Pressure Cooker était une ambitieuse exception parmi ses contemporains. En 1980, la plupart des musiques sur ordinateur personnel restaient limitées à des mélodies à une voix et manquaient de nuances. Robert « Bob » Yannes, se décrivant lui-même comme un « hobbyiste de la musique électronique », considérait l’équipement sonore des micro-ordinateurs de la première génération comme « primitif » et suggéra qu’il avait été « conçu par des gens qui n’y connaissait rien en musique » (Yannes 1996). En 1981, il commença à concevoir une nouvelle puce audio pour MOS Technology appelée la SID (Sound Interface Device). En contraste avec le pauvre TIA de Atari, Yannes souhaitait doter la SID de capacités approchant celles d’un synthétiseur professionnel. Plus tard dans l’année, Commodore décida d’inclure la nouvelle SID de MOS Technology, associée à une puce graphique, dans son prochain micro-ordinateur : le Commodore 64. Contrairement à l’architecture de l’Atari, dans lequel un seul et même équipement contrôlait à la fois les sorties audio et vidéo, le Commodore offrait aux programmeurs une plus grande flexibilité dans leur implémentation des éléments graphiques et sonores (Figure 1).
Figure 1. Sound Interface Device (SID), MOS Technology, 1981. (Photo courtesy Chris Hand, 2008; http://flickr.com/photos/pixelfrenzy/2229900479)
Techniquement, la SID offrait au processeur requis une large palette sonore à faible coût, en incluant un synthétiseur ordinaire à l’équipement. La puce consistait en trois oscillateurs, chacun capable de produire quatre formes d’ondes différentes – triangulaire, en dent-de-scie, bruit et pulsation*. La sortie de chaque oscillateur passait ensuite à travers une enveloppe de volume pour créer des sons percussifs, des sons brefs, des voix ou des bourdonnements. Une variété d’effets programmables pouvait également être appliquée à ces sons pour créer, par exemple, des sons de cloches ou de clochettes par modulation du contour du son.
* L’illusion d’une plus grande polyphonie a été obtenue dans certains programmes particulièrement astucieux en alternant rapidement les instruments joués sur un seul canal.
Différents logiciels, périphériques et cartouches furent développés pour tirer profit des capacités de création musicale de la puce SID sur Commodore 64, mais même les meilleurs de ces produits* ne purent atteindre la flexibilité et la liberté de travail offertes par l’écriture de programmes sur cette puce en langage assembleur 6502 (Pickens and Clark 2001).
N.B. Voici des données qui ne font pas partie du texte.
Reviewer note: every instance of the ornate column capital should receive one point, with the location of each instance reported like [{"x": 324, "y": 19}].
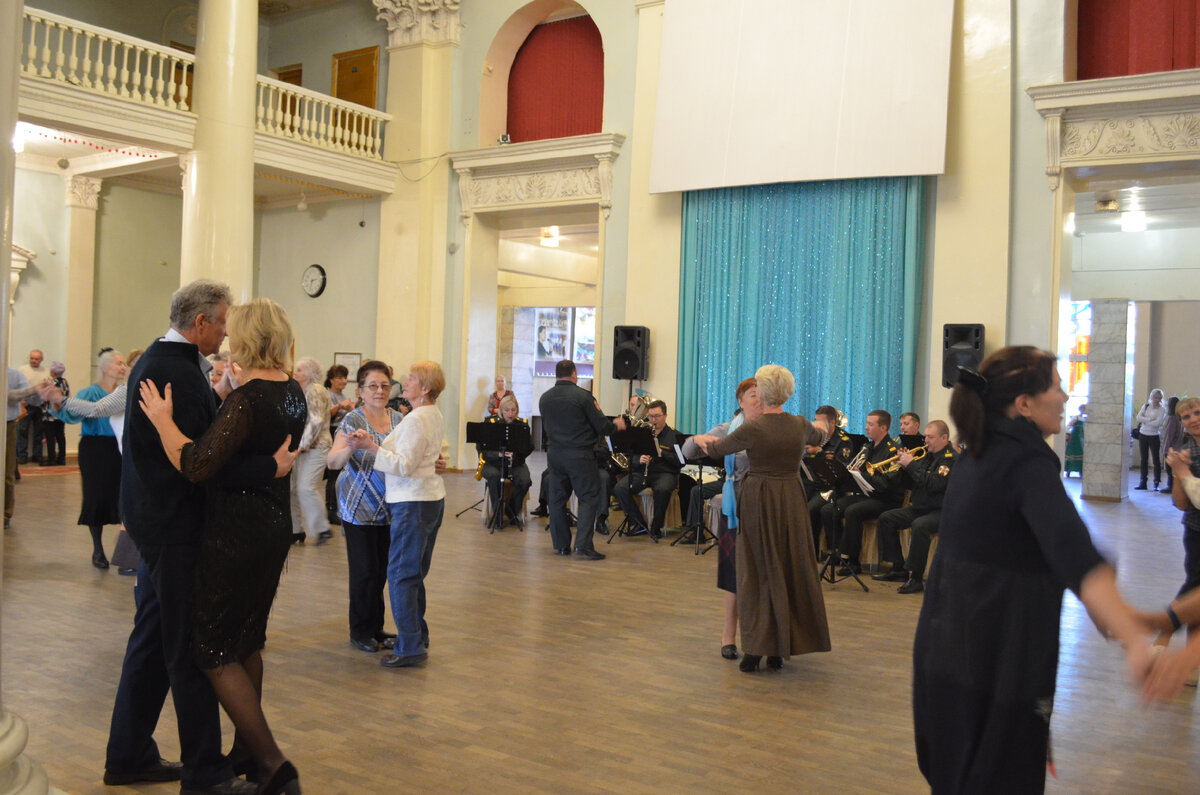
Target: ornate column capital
[
  {"x": 83, "y": 192},
  {"x": 420, "y": 22}
]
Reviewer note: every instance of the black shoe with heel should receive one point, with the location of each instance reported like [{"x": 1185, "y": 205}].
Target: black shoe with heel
[
  {"x": 749, "y": 663},
  {"x": 285, "y": 781}
]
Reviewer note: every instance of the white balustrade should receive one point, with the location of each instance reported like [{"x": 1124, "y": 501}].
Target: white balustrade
[
  {"x": 292, "y": 112},
  {"x": 67, "y": 51}
]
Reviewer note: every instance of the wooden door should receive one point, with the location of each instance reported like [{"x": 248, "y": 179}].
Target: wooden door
[{"x": 357, "y": 75}]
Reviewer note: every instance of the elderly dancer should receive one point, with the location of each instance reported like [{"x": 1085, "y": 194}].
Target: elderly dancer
[
  {"x": 987, "y": 646},
  {"x": 363, "y": 506},
  {"x": 415, "y": 501},
  {"x": 780, "y": 607},
  {"x": 736, "y": 465},
  {"x": 309, "y": 515}
]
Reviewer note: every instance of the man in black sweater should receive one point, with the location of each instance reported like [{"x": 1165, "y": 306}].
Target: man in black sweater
[
  {"x": 163, "y": 515},
  {"x": 573, "y": 425}
]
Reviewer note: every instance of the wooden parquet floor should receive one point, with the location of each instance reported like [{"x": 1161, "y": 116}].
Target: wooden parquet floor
[{"x": 553, "y": 675}]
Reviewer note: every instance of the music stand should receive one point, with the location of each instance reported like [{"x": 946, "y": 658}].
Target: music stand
[
  {"x": 501, "y": 437},
  {"x": 700, "y": 533},
  {"x": 634, "y": 443},
  {"x": 831, "y": 474}
]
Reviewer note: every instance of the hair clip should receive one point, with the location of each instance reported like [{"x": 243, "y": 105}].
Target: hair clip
[{"x": 975, "y": 381}]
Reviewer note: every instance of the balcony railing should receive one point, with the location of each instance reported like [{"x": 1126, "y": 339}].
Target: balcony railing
[
  {"x": 292, "y": 112},
  {"x": 70, "y": 52}
]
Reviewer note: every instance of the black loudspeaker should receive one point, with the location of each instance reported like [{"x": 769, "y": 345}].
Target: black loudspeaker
[
  {"x": 630, "y": 352},
  {"x": 961, "y": 346}
]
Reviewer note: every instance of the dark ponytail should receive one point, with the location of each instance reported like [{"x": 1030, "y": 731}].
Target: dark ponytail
[{"x": 1002, "y": 377}]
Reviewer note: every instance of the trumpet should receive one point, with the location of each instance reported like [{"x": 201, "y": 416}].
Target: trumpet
[{"x": 892, "y": 465}]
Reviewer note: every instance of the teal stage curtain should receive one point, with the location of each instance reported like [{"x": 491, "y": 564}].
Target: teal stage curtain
[{"x": 821, "y": 278}]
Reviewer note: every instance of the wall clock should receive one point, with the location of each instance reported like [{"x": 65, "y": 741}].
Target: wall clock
[{"x": 313, "y": 280}]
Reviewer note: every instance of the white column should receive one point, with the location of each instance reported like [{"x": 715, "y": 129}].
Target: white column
[
  {"x": 1109, "y": 404},
  {"x": 219, "y": 174},
  {"x": 18, "y": 772}
]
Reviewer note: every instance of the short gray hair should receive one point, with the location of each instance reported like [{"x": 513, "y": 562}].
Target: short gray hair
[
  {"x": 311, "y": 369},
  {"x": 775, "y": 384},
  {"x": 201, "y": 297}
]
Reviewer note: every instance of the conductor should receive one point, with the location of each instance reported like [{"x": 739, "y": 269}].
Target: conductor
[{"x": 573, "y": 425}]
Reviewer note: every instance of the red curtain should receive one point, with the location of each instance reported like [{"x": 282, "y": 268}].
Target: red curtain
[
  {"x": 556, "y": 85},
  {"x": 1137, "y": 36}
]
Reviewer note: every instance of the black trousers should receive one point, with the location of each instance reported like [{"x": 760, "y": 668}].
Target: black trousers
[
  {"x": 366, "y": 557},
  {"x": 660, "y": 484},
  {"x": 573, "y": 471},
  {"x": 521, "y": 483},
  {"x": 159, "y": 658},
  {"x": 1149, "y": 444},
  {"x": 855, "y": 510},
  {"x": 924, "y": 525}
]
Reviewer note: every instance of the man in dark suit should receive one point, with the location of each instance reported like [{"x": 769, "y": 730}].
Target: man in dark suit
[
  {"x": 659, "y": 473},
  {"x": 163, "y": 515},
  {"x": 573, "y": 425}
]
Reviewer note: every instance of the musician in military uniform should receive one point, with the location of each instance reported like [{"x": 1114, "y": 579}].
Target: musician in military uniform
[
  {"x": 887, "y": 492},
  {"x": 659, "y": 473},
  {"x": 516, "y": 467},
  {"x": 838, "y": 444},
  {"x": 573, "y": 424},
  {"x": 929, "y": 476}
]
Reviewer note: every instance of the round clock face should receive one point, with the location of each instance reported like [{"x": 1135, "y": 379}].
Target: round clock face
[{"x": 313, "y": 280}]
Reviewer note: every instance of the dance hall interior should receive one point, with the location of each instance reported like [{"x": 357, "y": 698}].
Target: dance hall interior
[{"x": 667, "y": 193}]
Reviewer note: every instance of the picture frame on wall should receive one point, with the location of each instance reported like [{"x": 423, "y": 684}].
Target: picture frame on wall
[{"x": 352, "y": 362}]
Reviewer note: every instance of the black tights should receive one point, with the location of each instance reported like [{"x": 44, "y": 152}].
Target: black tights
[
  {"x": 239, "y": 687},
  {"x": 96, "y": 545}
]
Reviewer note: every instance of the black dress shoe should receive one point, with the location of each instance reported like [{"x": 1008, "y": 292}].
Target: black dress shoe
[
  {"x": 231, "y": 787},
  {"x": 285, "y": 781},
  {"x": 160, "y": 771},
  {"x": 395, "y": 661},
  {"x": 369, "y": 645}
]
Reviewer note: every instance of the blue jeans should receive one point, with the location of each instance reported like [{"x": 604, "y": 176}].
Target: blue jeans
[{"x": 414, "y": 530}]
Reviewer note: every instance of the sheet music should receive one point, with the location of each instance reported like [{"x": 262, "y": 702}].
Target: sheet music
[{"x": 862, "y": 482}]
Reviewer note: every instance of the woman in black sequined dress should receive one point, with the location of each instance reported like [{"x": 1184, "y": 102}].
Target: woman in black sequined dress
[{"x": 247, "y": 528}]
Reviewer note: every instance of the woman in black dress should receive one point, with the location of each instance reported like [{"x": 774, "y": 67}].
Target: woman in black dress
[
  {"x": 247, "y": 531},
  {"x": 987, "y": 646}
]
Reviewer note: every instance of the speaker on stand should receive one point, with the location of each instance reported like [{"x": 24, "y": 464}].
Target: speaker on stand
[{"x": 961, "y": 346}]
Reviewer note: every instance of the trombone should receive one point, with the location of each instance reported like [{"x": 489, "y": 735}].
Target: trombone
[{"x": 888, "y": 466}]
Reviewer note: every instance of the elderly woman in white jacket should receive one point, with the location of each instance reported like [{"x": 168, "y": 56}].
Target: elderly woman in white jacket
[
  {"x": 415, "y": 500},
  {"x": 309, "y": 515}
]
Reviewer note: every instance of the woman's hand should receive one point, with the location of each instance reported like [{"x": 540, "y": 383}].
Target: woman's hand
[{"x": 157, "y": 408}]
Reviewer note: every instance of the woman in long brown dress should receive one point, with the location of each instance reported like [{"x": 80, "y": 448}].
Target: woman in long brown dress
[{"x": 780, "y": 607}]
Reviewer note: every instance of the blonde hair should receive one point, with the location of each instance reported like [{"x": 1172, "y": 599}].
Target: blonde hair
[
  {"x": 775, "y": 384},
  {"x": 430, "y": 376},
  {"x": 259, "y": 335}
]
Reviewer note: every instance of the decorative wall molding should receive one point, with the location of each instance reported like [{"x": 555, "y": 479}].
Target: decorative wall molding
[
  {"x": 538, "y": 173},
  {"x": 1135, "y": 119},
  {"x": 420, "y": 22},
  {"x": 83, "y": 192}
]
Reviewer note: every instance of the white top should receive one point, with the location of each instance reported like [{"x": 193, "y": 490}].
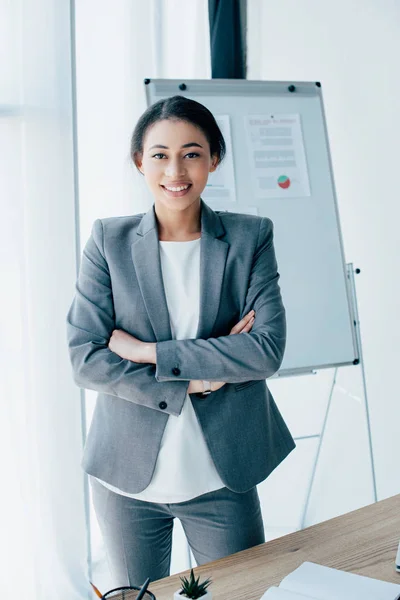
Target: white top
[{"x": 184, "y": 467}]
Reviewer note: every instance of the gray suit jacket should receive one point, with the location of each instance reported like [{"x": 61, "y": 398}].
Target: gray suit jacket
[{"x": 120, "y": 287}]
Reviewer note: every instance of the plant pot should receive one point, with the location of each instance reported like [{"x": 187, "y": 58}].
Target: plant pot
[{"x": 178, "y": 596}]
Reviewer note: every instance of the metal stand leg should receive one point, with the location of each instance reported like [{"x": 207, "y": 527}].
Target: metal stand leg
[{"x": 360, "y": 361}]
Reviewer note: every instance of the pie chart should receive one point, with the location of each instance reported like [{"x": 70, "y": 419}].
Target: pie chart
[{"x": 283, "y": 182}]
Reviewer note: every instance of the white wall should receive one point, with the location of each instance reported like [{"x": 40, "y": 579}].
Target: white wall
[{"x": 352, "y": 48}]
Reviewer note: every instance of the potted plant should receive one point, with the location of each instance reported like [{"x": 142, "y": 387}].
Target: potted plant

Évidemment, malgré une conception de l’implémentation du son de synthèse de la SID familière aux musiciens électro de cette époque, programmer en langage assembleur et manipuler les potentiomètres d’un synthétiseur du commerce comme le Juno-6 de Roland (Figure 2) était une expérience radicalement différente (Friedman 2008). Les premiers compositeurs utilisant le Commodore 64 devait non seulement écrire la musique, mais aussi le logiciel qui rendait possible son interprétation.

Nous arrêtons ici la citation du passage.